Last Good-bye
突然降られた夕立はタンクトップから剥き出しにされたぼくの腕を容赦なく濡らしていった。ほんの寄り道のつもりで入った古本屋だったが、僕の興味を引くものもなく無駄な時間を過ごしてしまった気にさせる。本屋を出た頃にはまだ降っていなかったというのに、ちょうど周りにコンビニもない 辺りで土砂降りに見舞われるなんて、ぼくはずいぶんついてない。
ひどい雨の中、ぼくはディスカウントショップの自動扉の前で雨足が弱まるのを待っていた。雨の日独特の厭な熱気と暗いまわりの空気がぼくをなんとなく陰鬱な気分にさせる。

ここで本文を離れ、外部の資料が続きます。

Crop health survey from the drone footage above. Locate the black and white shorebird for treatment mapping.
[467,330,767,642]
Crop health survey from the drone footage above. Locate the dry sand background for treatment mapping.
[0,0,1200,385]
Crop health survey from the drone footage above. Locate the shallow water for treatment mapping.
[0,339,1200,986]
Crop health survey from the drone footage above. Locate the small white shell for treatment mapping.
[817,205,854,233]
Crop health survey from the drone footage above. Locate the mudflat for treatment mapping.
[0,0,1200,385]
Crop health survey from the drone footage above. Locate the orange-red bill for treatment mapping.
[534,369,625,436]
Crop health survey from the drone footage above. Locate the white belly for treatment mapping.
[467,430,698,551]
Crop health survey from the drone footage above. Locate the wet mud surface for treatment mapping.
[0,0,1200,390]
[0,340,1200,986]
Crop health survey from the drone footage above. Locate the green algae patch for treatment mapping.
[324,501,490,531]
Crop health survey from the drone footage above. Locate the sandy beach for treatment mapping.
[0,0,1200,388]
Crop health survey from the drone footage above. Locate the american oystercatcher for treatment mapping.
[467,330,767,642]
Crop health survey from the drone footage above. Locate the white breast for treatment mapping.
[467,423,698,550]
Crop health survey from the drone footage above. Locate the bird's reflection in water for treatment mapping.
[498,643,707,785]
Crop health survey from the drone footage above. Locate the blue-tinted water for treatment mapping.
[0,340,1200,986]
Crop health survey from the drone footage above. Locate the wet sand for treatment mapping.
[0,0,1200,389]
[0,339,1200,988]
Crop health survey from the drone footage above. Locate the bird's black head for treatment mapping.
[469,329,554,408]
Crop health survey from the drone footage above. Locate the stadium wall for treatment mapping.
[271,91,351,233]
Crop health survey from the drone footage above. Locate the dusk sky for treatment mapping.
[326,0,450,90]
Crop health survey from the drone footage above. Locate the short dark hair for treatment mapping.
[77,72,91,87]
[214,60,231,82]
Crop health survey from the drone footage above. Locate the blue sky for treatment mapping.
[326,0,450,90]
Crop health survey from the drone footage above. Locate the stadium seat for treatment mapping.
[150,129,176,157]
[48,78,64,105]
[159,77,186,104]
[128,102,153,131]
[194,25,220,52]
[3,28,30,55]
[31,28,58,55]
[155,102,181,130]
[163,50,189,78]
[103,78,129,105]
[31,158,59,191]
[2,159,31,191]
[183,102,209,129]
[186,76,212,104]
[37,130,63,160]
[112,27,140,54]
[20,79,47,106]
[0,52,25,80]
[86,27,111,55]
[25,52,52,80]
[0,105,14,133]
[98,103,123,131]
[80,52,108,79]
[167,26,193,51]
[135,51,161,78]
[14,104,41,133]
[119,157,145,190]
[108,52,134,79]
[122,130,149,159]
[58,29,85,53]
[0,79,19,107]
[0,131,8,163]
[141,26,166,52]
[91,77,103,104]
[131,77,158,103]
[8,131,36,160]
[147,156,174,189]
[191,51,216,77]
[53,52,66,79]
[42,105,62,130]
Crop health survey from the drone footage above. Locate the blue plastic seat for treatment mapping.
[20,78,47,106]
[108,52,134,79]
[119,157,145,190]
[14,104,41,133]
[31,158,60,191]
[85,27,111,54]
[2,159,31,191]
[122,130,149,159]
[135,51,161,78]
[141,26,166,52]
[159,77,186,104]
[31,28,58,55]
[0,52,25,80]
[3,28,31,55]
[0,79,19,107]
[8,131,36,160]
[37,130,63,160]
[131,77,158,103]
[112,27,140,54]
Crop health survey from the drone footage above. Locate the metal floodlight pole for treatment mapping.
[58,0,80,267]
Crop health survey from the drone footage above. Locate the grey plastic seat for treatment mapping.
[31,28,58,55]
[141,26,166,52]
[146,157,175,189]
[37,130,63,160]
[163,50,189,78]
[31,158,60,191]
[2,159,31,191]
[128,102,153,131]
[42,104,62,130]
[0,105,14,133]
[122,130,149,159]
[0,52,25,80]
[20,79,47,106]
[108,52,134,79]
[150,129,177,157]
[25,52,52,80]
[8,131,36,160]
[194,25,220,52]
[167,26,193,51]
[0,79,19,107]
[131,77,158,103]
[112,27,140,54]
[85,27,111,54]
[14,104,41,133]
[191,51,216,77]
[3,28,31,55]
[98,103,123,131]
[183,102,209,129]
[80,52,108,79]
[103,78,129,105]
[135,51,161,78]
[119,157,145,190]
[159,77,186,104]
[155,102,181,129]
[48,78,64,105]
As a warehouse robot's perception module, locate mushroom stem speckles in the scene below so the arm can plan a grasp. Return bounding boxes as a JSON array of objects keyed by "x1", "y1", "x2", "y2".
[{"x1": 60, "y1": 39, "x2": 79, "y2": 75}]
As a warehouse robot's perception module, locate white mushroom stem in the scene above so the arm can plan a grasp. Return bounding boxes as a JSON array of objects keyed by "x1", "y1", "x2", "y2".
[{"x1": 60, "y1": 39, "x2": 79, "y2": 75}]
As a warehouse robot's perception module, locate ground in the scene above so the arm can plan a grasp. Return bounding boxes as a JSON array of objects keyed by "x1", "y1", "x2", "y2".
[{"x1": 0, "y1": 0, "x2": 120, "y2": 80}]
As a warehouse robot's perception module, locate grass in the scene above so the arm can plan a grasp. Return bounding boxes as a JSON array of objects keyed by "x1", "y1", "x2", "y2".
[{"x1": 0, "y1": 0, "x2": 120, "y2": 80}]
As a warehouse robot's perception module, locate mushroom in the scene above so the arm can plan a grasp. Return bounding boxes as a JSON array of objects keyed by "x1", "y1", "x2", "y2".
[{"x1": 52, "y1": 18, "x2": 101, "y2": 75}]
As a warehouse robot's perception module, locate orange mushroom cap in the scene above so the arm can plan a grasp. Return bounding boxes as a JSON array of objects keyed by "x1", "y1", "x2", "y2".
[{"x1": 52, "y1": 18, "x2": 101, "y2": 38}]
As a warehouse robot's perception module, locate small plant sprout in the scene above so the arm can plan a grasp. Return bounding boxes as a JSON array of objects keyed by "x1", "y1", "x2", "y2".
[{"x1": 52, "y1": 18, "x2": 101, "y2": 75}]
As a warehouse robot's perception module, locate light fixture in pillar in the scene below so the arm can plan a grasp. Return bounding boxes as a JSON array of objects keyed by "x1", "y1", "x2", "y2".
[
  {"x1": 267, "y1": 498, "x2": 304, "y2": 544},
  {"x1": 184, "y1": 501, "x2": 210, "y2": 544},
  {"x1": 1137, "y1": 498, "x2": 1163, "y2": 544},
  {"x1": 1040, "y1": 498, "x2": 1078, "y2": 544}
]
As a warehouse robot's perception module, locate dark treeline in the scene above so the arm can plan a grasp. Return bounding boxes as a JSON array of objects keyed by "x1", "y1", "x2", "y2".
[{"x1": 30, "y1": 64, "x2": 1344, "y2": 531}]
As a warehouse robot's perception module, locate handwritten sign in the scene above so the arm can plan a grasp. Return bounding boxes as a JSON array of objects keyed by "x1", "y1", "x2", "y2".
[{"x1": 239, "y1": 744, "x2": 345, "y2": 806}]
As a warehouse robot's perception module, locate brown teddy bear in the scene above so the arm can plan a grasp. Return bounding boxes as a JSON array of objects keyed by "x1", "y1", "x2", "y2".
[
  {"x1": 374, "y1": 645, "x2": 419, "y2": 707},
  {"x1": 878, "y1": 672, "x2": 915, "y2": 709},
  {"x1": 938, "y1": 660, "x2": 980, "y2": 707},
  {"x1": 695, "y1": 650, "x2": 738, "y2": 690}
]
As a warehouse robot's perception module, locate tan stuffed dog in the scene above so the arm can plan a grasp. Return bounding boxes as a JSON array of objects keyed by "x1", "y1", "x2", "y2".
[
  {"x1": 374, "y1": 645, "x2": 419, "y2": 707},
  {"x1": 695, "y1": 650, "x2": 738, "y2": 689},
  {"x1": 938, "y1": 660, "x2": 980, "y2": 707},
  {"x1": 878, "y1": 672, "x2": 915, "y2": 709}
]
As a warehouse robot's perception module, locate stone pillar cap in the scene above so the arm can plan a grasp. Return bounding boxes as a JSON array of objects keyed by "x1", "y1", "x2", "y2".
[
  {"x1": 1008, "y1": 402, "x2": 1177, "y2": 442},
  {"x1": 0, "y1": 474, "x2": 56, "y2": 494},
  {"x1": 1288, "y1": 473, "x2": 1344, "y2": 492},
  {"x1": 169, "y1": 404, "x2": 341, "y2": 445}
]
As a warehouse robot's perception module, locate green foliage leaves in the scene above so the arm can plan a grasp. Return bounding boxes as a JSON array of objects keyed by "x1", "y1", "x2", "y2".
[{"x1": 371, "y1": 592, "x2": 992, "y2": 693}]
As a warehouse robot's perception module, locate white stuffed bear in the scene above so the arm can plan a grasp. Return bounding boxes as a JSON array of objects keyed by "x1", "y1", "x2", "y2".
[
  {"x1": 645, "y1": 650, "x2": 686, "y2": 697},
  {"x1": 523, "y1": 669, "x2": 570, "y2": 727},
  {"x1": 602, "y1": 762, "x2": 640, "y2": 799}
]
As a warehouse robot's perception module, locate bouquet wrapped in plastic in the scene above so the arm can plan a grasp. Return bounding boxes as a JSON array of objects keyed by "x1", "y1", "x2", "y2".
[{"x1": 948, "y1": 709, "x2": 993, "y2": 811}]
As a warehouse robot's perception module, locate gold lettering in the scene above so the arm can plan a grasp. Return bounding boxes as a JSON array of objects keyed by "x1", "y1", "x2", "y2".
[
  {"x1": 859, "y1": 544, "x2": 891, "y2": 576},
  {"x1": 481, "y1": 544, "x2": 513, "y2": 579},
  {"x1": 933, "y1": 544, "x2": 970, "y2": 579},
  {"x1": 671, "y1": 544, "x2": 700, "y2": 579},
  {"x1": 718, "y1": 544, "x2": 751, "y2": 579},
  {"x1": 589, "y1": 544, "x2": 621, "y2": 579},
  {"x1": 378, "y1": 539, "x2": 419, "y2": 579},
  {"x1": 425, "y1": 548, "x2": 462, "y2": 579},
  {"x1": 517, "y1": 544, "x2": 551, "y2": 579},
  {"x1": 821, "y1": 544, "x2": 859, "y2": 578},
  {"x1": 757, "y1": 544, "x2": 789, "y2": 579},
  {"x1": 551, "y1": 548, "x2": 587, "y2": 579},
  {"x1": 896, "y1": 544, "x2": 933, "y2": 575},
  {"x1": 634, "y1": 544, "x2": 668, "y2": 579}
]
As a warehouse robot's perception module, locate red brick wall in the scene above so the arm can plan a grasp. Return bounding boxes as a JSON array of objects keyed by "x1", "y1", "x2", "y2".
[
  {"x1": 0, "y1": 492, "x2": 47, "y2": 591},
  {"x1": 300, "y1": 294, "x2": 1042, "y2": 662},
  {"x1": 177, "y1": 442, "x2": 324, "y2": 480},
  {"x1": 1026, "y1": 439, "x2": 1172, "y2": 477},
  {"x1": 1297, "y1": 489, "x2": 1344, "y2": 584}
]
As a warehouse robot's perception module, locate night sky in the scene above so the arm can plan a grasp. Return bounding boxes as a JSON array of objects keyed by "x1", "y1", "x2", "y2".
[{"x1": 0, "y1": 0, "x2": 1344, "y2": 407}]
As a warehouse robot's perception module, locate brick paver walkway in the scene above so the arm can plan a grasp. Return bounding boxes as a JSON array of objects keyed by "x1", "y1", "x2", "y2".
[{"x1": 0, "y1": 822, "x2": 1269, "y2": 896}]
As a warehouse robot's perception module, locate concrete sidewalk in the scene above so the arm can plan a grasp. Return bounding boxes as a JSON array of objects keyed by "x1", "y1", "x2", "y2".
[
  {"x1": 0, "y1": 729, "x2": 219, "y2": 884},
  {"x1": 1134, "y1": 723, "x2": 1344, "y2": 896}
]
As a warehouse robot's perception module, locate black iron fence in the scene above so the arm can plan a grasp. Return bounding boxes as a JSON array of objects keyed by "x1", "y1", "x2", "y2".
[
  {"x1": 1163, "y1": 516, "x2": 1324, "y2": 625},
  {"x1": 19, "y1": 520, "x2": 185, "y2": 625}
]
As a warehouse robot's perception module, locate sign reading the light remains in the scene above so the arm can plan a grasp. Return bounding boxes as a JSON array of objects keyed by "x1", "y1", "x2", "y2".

だから、というわけでもないし、大勢の人が雨宿りしていたから、と言い訳をするつもりもない。あくまで他人に無関心で、常にぼうっとしているというぼくの性格が災いしてのことなのだ。――ぼくの隣に一番会いたくないと思っていた顔が近づいているのに気づかなかったのは。
「真人」
と、声をかけられてぼくはようやく気がついた。首を後ろに軽く回すと、そこにはぼくと同じくらいの年頃をした女の子がいた。
ふわふわとしたボリュームのある亜麻色の髪を左右でカーブさせ、それが幼さの残る大きな丸い瞳と奇妙なコントラストを醸し出している。髪型と顔だけ見ればまだ中学生くらいかと錯覚しそうだが、大きく膨らんだ胸と、すらりとした自信にあふれている様がそれを否定する。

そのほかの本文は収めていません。